11 August 2011
A low lending rate and the Reserve Bank’s stockpiling of more than US$50-billion in foreign currency will help shield South Africa from some of the turmoil experienced by global markets following the US credit rating downgrade, says the Bank’s deputy chief economist.
However, the market turmoil of the past few days would impact “fairly heavily” on consumer and business confidence, Johan van den Heever told the National Assembly’s finance committee in Cape Town on Wednesday.
He was briefing the committee on the release of the Reserve Bank’s 2011 Annual Economic Report, which highlights South Africa’s poor export performance and slow recovery of lending by banks.
Not good news for investment
“It is quite clear that people will under the circumstances be more reluctant to enter into bold ventures, big capital expenditure, really heavily-geared undertakings, and so that it is not good news for short-term growth and longer-term investment,” Van den Heever said.
But he believed that despite this, South Africa would continue to grow – on the back of a consumer spending upswing combined with low interest rates, a strong financial system and relatively good fiscal conditions.
One positive to come out of the market chaos and resultant high level of uncertainty, he added, was an increase in the gold price, which would benefit the economy.
Bank lending still low
Turning to the Reserve Bank’s annual economic report, the Reserve Bank’s head of financial analysis and public finance, Vukani Mamba, said that despite South Africa’s interest rates being at their lowest in 30 years, lending by the country’s banks had not picked up substantially since the global financial crisis of 2008-09.
He said recovery of credit advances had been slower than that following South Africa’s previous recessions in 1974, 1982 and 1990.
The report revealed that advance of credit had, by February 2011, increased by just 5% from the level it stood at in May 2009, just months before the economy began recovering in September 2009.
Mamba attributed this to the poor recovery of the country’s productive sectors, the high number of job losses (reducing the number of those who qualified for credit) and high levels of indebtedness of consumers.
Banks had also incurred high impairment rates, which had seen them pulling back on lending.
The report said the level of impaired advances, which grew to 6.1% in December 2009, had levelled off last year and stood at 5.8% in April this year.
Despite this, South Africa’s percentage of non-performing loans remained “relatively high” when compared with other emerging-market countries.
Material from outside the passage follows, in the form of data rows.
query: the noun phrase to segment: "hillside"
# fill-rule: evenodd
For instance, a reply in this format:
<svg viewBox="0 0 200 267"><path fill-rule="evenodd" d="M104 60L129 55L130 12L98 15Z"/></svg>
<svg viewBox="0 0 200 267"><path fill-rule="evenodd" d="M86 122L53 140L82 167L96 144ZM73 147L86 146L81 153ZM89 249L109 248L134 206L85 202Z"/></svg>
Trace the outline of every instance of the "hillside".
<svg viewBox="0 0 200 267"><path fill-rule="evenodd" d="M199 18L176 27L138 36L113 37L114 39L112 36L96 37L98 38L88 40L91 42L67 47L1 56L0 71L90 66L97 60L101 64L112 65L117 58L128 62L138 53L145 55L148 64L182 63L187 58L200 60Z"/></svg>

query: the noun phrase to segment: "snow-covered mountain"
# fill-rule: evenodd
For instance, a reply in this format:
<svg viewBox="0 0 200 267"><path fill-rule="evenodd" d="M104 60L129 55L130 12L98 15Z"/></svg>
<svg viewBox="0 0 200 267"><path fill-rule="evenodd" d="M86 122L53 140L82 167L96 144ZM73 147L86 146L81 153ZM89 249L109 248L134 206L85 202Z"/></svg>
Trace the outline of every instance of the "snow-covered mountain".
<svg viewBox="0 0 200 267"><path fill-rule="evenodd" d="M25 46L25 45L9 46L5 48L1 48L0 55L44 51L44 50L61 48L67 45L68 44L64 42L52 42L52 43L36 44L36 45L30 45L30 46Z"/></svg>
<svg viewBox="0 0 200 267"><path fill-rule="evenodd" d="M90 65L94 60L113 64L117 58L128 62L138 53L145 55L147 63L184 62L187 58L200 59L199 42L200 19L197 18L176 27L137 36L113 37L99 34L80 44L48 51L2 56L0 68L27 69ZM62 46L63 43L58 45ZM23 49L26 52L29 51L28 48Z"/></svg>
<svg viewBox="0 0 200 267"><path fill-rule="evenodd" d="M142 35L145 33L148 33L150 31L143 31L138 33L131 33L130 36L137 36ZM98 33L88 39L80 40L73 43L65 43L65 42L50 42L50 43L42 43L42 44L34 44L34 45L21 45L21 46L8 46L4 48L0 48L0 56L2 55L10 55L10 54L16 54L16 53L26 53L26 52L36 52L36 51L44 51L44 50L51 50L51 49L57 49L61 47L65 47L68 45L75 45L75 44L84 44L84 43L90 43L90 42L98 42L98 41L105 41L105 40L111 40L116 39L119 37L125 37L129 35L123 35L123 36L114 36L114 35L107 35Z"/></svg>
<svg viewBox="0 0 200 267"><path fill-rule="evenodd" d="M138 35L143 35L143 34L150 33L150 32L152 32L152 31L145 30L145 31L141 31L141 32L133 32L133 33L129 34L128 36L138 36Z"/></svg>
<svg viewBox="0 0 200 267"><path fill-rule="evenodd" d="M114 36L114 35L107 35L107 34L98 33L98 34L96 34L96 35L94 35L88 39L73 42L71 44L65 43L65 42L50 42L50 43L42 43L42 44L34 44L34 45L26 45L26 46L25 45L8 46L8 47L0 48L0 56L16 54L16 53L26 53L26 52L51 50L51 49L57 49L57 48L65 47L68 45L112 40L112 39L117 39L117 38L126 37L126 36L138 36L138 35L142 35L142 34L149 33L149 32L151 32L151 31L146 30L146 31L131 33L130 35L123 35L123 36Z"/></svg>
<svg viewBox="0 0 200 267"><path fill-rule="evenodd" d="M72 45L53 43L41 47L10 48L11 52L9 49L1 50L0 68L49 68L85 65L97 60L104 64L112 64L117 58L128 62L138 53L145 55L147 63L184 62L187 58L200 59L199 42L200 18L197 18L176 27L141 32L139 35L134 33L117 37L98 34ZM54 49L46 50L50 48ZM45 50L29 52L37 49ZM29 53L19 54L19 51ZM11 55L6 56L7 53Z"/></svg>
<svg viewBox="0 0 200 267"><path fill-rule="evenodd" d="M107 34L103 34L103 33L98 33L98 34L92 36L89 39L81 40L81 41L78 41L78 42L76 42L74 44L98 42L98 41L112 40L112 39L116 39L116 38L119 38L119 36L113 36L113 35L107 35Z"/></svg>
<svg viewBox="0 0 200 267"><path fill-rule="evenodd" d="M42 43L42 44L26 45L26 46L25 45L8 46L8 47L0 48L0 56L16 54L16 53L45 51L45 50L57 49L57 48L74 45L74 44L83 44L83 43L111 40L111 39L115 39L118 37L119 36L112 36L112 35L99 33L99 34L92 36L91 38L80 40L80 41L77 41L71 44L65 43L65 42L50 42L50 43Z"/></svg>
At just under 6% in the fourth quarter of 2010, the level of non-performing loans was lower than Russia (at over 9%), but higher than Brazil and Chile (3%) and India (just below 3%).
However, Mamba believed the prudence of the country’s banks had been instrumental in protecting the economy, considering that the global financial crisis had been triggered by US banks lending to highly indebted individuals.
Poor export performance
Another area of concern highlighted by the Reserve Bank’s report is South Africa’s poor export performance.
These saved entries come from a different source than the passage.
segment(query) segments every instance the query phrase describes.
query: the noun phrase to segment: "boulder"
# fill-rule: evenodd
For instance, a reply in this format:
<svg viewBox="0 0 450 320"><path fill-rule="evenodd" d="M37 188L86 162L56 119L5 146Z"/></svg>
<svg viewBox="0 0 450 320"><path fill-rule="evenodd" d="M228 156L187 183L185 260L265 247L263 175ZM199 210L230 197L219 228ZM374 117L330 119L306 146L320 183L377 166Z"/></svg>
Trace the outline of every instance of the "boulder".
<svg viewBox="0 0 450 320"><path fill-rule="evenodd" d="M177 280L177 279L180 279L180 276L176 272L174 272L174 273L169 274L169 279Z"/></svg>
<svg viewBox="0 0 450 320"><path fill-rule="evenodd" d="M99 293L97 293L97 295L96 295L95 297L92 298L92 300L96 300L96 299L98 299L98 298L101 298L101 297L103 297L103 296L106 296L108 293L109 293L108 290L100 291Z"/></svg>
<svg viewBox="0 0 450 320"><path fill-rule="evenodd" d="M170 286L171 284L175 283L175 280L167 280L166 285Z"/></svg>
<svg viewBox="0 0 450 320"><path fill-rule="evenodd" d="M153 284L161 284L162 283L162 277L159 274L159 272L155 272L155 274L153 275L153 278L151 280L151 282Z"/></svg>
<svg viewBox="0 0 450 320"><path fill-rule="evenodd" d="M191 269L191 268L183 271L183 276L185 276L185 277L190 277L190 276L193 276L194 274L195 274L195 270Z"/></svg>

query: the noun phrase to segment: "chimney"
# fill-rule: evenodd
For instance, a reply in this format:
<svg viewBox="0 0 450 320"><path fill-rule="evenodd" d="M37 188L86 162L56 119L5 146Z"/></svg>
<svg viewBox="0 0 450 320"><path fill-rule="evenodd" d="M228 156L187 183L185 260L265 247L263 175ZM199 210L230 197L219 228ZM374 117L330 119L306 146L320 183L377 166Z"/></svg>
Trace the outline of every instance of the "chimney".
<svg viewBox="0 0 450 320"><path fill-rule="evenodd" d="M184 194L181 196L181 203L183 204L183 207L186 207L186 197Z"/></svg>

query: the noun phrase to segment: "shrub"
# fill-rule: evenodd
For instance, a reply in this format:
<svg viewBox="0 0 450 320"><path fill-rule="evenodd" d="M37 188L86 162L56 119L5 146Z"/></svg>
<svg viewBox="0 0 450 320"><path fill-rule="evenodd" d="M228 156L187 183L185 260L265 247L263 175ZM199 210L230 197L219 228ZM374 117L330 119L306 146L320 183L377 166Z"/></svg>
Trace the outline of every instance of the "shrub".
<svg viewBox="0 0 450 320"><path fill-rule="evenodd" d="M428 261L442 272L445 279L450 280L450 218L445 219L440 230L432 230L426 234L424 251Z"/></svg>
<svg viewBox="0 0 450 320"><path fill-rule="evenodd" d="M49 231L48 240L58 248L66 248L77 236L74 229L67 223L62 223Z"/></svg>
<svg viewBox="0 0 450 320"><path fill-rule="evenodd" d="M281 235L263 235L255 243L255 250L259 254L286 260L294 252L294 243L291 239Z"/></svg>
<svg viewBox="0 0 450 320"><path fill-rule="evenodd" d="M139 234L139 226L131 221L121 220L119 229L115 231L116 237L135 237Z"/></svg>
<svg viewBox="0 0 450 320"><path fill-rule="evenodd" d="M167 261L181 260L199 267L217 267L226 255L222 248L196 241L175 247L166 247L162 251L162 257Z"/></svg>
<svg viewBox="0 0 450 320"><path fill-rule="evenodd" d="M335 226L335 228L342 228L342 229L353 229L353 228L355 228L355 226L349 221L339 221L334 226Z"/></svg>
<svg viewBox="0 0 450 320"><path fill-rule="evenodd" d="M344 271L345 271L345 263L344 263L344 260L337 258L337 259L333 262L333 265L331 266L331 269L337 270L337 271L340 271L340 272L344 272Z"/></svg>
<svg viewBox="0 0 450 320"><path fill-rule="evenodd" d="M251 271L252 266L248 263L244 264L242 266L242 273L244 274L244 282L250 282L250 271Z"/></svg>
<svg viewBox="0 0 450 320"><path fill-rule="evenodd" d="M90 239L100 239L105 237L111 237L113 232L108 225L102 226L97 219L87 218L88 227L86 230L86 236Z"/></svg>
Van den Heever pointed out that the country’s exports had not kept track with those of its fellow BRICS countries and advanced economies, which had rebounded at a far faster rate following the end of the recession.
He attributed the poor performance of exports to “quite a long list” of problems and not just to the strength of the rand.
These included infrastructure bottlenecks, lack of electricity capacity and the falling quality of some of the country’s minerals, including the grade of gold mined.
South Africa’s productivity was also a challenge, particularly when compared with a country like China, Van den Heever said.
Added to this, many of South Africa’s export destinations were in the developing world – Europe, Japan and the US – where the recession had cut the deepest.
He warned that if South Africa’s exports continued their lacklustre performance, the fiscus would be reduced.
However, he said South Africa had built up its foreign currency reserves from $8-billion in 2002 to about $50-billion currently, which would allow the country to pay for imports if it exports continued to underperform.